Day Twenty - Rest Day in Liepāja

This rest day was very much needed. My body was telling me. I could feel the muscles in my legs in repair mode when I was laying on the bed. This is the first time I pushed my body this hard.

The rest day also allowed me to spend some time walking around Liepāja and familiarizing myself more with Latvia. There is a different energy here. You can feel and see the residue of history here. The infrastructure is in a profoundly mixed state of disrepair and modernization. This is the only place so far on the trip where I have seen things written in Russian. I did not see this in Lithuania.

The city has some tram streets, similar to what I saw in Poland when I lived there. I really like these.

Windows with sunburst shaped steel rods are classic from the Soviet era, where brutalism was prominent.

There were also the classic old buildings on streets paved with rocks.
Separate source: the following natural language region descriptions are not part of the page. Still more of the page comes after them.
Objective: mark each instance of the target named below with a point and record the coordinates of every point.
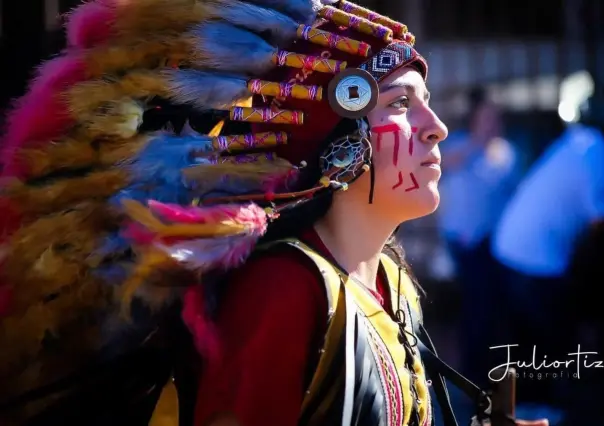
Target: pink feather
(90, 24)
(41, 114)
(5, 298)
(251, 214)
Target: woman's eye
(402, 103)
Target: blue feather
(205, 90)
(156, 173)
(300, 10)
(224, 47)
(258, 19)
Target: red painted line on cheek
(415, 185)
(397, 143)
(413, 131)
(400, 181)
(389, 128)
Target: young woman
(296, 136)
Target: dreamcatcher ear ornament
(348, 157)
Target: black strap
(439, 370)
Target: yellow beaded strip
(333, 41)
(312, 63)
(285, 90)
(237, 143)
(358, 23)
(397, 28)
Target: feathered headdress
(102, 199)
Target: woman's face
(405, 137)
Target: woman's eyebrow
(399, 85)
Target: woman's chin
(426, 200)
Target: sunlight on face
(405, 138)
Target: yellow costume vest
(369, 371)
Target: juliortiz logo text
(540, 366)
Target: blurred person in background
(558, 204)
(478, 177)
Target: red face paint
(400, 181)
(389, 128)
(414, 186)
(413, 131)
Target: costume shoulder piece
(159, 146)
The rocks are slippery, loud, and bumpy as hell for anyone traveling on them.

The church in town was quite photogenic, and gothic.

You could see that expression, and an underlying discontent is present here too. I am super curious about this, and learned a bit about this through anecdotes. I’m not comfortable writing about it here. If you are curious, let’s talk next time I see you.

There was a big market where the locals went in the morning to buy essentials, like meat, fish, and bread. It’s difficult to shoot photos in these places, as they are the sacred mundane for these people. I’m in their space, and being respectful is paramount.

In the afternoon I went to the Karosta Prison Museum. This was a military prison used by the USSR to punish soldiers. No photos were allowed of the inside, except one spot where you could hold an AK-47 and get a selfie with it. No thanks. In any case, this place was morbid. There was Nazi paraphernalia with swastikas on it, torture devices, amputation tools, a regal office of the commander complete with bottles of vodka and shot glasses. There is so much that could be written about this, so to sum it up I will share that this was a site of rulers, abuse of power, and oppression. Very little to celebrate here. I did learn about some of the more recent socio-political matters happening in Latvia while talking with the tour guide. Latvia expelled around 100 people after Russia started the war in Ukraine in 2022. These people did not speak Latvian, only Russian, and the government had more reason to have them in a list of expulsion. This was a big move for Latvia, and I get the sense that things are rapidly changing here in a socio-political context. Here are a few photos of the grounds outside the prison, with Soviet-era vehicles, and so forth.

The above photo of that bomb reminds me of when I was living in Wrocław, Poland and could not go to work one day because they discovered one of these buried under the street in front of the school and had to excavate it carefully while the are was evacuated.

This region of the world fascinates me. There is so much natural beauty, combined with friction between past and present, on so many levels. The complicated socio-political dynamic is evolving in real-time. There is a much different thing happening behind the facade in Latvia, creating a sense of mystery unlike I have ever experienced before. The place is cold, beautiful, friendly, weathered, and refreshed all at the same time. I never expected Latvia to be so paradoxical like this, and I love it.